I want to implement a java-like Timer by asio's timer, it used to execute code periodically.
#include <iostream>
#include <boost/bind.hpp>
#include <boost/asio.hpp>
#include <boost/date_time/posix_time/posix_time.hpp>
void print()
{
std::cout << "Hello, world!\n";
}
class WorldTimer
{
public:
boost::posix_time::ptime now()
{
return _timer.expires_at();
}
void update()
{
_f();
_timer.expires_at(_timer.expires_at() + boost::posix_time::milliseconds(1000));
_timer.async_wait(boost::bind(&WorldTimer::update, this));
}
WorldTimer(boost::asio::io_service& io, void (*f)()) : _f(f), _timer(io){}
private:
void (*_f)();
boost::asio::deadline_timer _timer;
};
int main() {
boost::asio::io_service io;
WorldTimer timer(io, print);
timer.update();
io.run();
return 0;
}
Program only output Hello, world! once and pending there. asio doc has a example, it works but I can not figure out what's the difference.
Yeah... timer has not been init a expire time, this is revised version:
class WorldTimer
{
public:
boost::posix_time::ptime now()
{
return _timer.expires_at();
}
WorldTimer(boost::asio::io_service& io, void (*f)()) : _f(f), _timer(io, boost::posix_time::microseconds(0))
{
_timer.async_wait(boost::bind(&WorldTimer::update, this));
}
private:
void (*_f)();
boost::asio::deadline_timer _timer;
void update()
{
_f();
_timer.expires_at(_timer.expires_at() + boost::posix_time::milliseconds(1000));
_timer.async_wait(boost::bind(&WorldTimer::update, this));
}
};
int main() {
boost::asio::io_service io;
WorldTimer timer(io, print);
io.run();
return 0;
}
Your deadline timer constructor is different from the one in the example.

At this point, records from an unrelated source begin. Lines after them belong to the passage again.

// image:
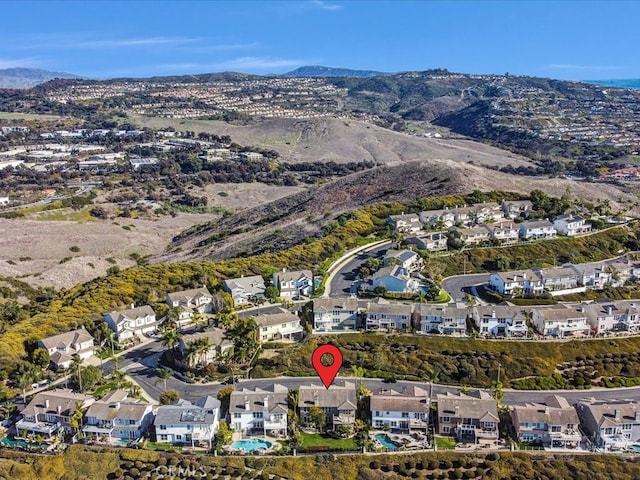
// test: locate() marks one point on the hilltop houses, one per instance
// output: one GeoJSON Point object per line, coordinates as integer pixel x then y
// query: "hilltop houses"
{"type": "Point", "coordinates": [245, 290]}
{"type": "Point", "coordinates": [63, 347]}
{"type": "Point", "coordinates": [133, 323]}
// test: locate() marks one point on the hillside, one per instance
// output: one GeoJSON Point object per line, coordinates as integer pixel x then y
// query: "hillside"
{"type": "Point", "coordinates": [28, 77]}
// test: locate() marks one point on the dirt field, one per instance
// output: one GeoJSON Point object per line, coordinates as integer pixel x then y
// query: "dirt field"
{"type": "Point", "coordinates": [344, 141]}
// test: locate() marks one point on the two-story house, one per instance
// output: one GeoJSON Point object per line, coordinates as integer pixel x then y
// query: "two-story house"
{"type": "Point", "coordinates": [115, 416]}
{"type": "Point", "coordinates": [201, 348]}
{"type": "Point", "coordinates": [403, 411]}
{"type": "Point", "coordinates": [132, 323]}
{"type": "Point", "coordinates": [190, 301]}
{"type": "Point", "coordinates": [517, 282]}
{"type": "Point", "coordinates": [335, 314]}
{"type": "Point", "coordinates": [63, 347]}
{"type": "Point", "coordinates": [553, 424]}
{"type": "Point", "coordinates": [406, 259]}
{"type": "Point", "coordinates": [48, 413]}
{"type": "Point", "coordinates": [405, 223]}
{"type": "Point", "coordinates": [500, 320]}
{"type": "Point", "coordinates": [517, 208]}
{"type": "Point", "coordinates": [432, 242]}
{"type": "Point", "coordinates": [338, 402]}
{"type": "Point", "coordinates": [561, 321]}
{"type": "Point", "coordinates": [537, 229]}
{"type": "Point", "coordinates": [469, 418]}
{"type": "Point", "coordinates": [611, 426]}
{"type": "Point", "coordinates": [383, 315]}
{"type": "Point", "coordinates": [257, 411]}
{"type": "Point", "coordinates": [294, 284]}
{"type": "Point", "coordinates": [571, 225]}
{"type": "Point", "coordinates": [244, 290]}
{"type": "Point", "coordinates": [503, 232]}
{"type": "Point", "coordinates": [443, 319]}
{"type": "Point", "coordinates": [279, 325]}
{"type": "Point", "coordinates": [188, 423]}
{"type": "Point", "coordinates": [393, 279]}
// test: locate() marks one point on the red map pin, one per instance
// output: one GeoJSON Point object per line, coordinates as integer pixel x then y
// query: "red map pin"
{"type": "Point", "coordinates": [327, 372]}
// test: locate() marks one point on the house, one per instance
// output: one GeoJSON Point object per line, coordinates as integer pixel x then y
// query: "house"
{"type": "Point", "coordinates": [444, 319]}
{"type": "Point", "coordinates": [188, 423]}
{"type": "Point", "coordinates": [48, 413]}
{"type": "Point", "coordinates": [409, 223]}
{"type": "Point", "coordinates": [444, 218]}
{"type": "Point", "coordinates": [571, 225]}
{"type": "Point", "coordinates": [504, 232]}
{"type": "Point", "coordinates": [383, 315]}
{"type": "Point", "coordinates": [338, 403]}
{"type": "Point", "coordinates": [281, 325]}
{"type": "Point", "coordinates": [500, 320]}
{"type": "Point", "coordinates": [517, 208]}
{"type": "Point", "coordinates": [294, 284]}
{"type": "Point", "coordinates": [469, 418]}
{"type": "Point", "coordinates": [431, 242]}
{"type": "Point", "coordinates": [406, 259]}
{"type": "Point", "coordinates": [335, 314]}
{"type": "Point", "coordinates": [560, 321]}
{"type": "Point", "coordinates": [537, 229]}
{"type": "Point", "coordinates": [473, 235]}
{"type": "Point", "coordinates": [63, 347]}
{"type": "Point", "coordinates": [393, 279]}
{"type": "Point", "coordinates": [402, 411]}
{"type": "Point", "coordinates": [516, 282]}
{"type": "Point", "coordinates": [610, 426]}
{"type": "Point", "coordinates": [561, 279]}
{"type": "Point", "coordinates": [259, 411]}
{"type": "Point", "coordinates": [202, 348]}
{"type": "Point", "coordinates": [613, 316]}
{"type": "Point", "coordinates": [553, 424]}
{"type": "Point", "coordinates": [486, 212]}
{"type": "Point", "coordinates": [244, 290]}
{"type": "Point", "coordinates": [132, 323]}
{"type": "Point", "coordinates": [190, 301]}
{"type": "Point", "coordinates": [117, 417]}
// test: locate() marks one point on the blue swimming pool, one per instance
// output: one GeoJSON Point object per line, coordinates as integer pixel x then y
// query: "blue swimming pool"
{"type": "Point", "coordinates": [386, 442]}
{"type": "Point", "coordinates": [251, 445]}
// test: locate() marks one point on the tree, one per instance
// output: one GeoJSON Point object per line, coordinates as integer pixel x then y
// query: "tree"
{"type": "Point", "coordinates": [171, 339]}
{"type": "Point", "coordinates": [40, 357]}
{"type": "Point", "coordinates": [90, 376]}
{"type": "Point", "coordinates": [164, 373]}
{"type": "Point", "coordinates": [317, 417]}
{"type": "Point", "coordinates": [272, 293]}
{"type": "Point", "coordinates": [169, 397]}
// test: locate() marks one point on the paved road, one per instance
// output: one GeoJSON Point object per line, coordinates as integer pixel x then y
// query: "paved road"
{"type": "Point", "coordinates": [343, 278]}
{"type": "Point", "coordinates": [459, 285]}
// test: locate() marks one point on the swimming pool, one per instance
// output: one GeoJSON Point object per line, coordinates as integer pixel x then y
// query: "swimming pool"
{"type": "Point", "coordinates": [251, 445]}
{"type": "Point", "coordinates": [386, 442]}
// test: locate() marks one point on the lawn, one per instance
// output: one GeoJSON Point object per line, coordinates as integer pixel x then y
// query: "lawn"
{"type": "Point", "coordinates": [445, 443]}
{"type": "Point", "coordinates": [314, 440]}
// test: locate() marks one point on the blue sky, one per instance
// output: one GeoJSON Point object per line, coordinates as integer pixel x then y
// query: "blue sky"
{"type": "Point", "coordinates": [102, 39]}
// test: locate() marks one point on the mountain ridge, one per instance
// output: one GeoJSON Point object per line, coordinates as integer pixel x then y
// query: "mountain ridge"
{"type": "Point", "coordinates": [22, 78]}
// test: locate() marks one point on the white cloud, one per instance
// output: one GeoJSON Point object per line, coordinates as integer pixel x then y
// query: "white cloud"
{"type": "Point", "coordinates": [325, 6]}
{"type": "Point", "coordinates": [567, 66]}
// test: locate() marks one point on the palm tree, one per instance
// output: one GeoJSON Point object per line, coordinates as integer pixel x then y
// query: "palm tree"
{"type": "Point", "coordinates": [171, 339]}
{"type": "Point", "coordinates": [165, 373]}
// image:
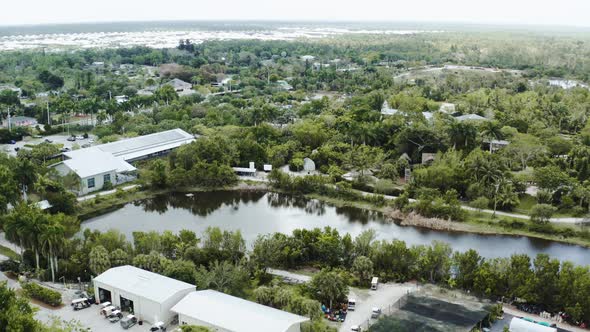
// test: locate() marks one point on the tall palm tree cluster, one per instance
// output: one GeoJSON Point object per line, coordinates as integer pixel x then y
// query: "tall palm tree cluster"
{"type": "Point", "coordinates": [39, 232]}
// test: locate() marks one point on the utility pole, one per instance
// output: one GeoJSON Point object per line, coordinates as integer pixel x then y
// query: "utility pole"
{"type": "Point", "coordinates": [48, 116]}
{"type": "Point", "coordinates": [9, 125]}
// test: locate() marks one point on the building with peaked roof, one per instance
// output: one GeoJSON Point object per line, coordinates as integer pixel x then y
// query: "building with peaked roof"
{"type": "Point", "coordinates": [111, 162]}
{"type": "Point", "coordinates": [181, 87]}
{"type": "Point", "coordinates": [222, 312]}
{"type": "Point", "coordinates": [386, 110]}
{"type": "Point", "coordinates": [147, 295]}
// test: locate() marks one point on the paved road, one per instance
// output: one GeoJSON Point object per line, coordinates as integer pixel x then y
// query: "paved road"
{"type": "Point", "coordinates": [104, 193]}
{"type": "Point", "coordinates": [569, 220]}
{"type": "Point", "coordinates": [290, 275]}
{"type": "Point", "coordinates": [366, 300]}
{"type": "Point", "coordinates": [562, 326]}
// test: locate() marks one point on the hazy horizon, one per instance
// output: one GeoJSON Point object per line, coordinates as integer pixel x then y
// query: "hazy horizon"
{"type": "Point", "coordinates": [568, 13]}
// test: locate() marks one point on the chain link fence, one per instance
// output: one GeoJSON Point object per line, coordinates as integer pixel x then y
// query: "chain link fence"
{"type": "Point", "coordinates": [387, 311]}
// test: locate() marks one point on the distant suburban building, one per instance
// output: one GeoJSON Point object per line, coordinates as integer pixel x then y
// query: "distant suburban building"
{"type": "Point", "coordinates": [20, 121]}
{"type": "Point", "coordinates": [222, 312]}
{"type": "Point", "coordinates": [470, 117]}
{"type": "Point", "coordinates": [249, 171]}
{"type": "Point", "coordinates": [181, 87]}
{"type": "Point", "coordinates": [386, 110]}
{"type": "Point", "coordinates": [428, 158]}
{"type": "Point", "coordinates": [284, 85]}
{"type": "Point", "coordinates": [447, 108]}
{"type": "Point", "coordinates": [12, 88]}
{"type": "Point", "coordinates": [111, 162]}
{"type": "Point", "coordinates": [149, 296]}
{"type": "Point", "coordinates": [121, 99]}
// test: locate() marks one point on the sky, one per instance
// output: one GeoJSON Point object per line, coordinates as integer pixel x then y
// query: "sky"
{"type": "Point", "coordinates": [528, 12]}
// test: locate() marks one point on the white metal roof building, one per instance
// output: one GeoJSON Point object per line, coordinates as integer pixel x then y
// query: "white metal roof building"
{"type": "Point", "coordinates": [148, 295]}
{"type": "Point", "coordinates": [104, 163]}
{"type": "Point", "coordinates": [227, 313]}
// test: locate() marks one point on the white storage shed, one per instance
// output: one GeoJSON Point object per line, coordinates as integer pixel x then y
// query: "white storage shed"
{"type": "Point", "coordinates": [147, 295]}
{"type": "Point", "coordinates": [226, 313]}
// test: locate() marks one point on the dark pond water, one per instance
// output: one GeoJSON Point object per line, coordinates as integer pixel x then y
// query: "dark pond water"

You need to explicitly set the expiry time.
The example code uses the other constructor which sets a particular expiry time relative to now.
So the print-out you are seeing is related to your call to update, which calls
_timer.expires_at(_timer.expires_at() + boost::posix_time::milliseconds(1000));
and _timer.expires_at() has not been set yet...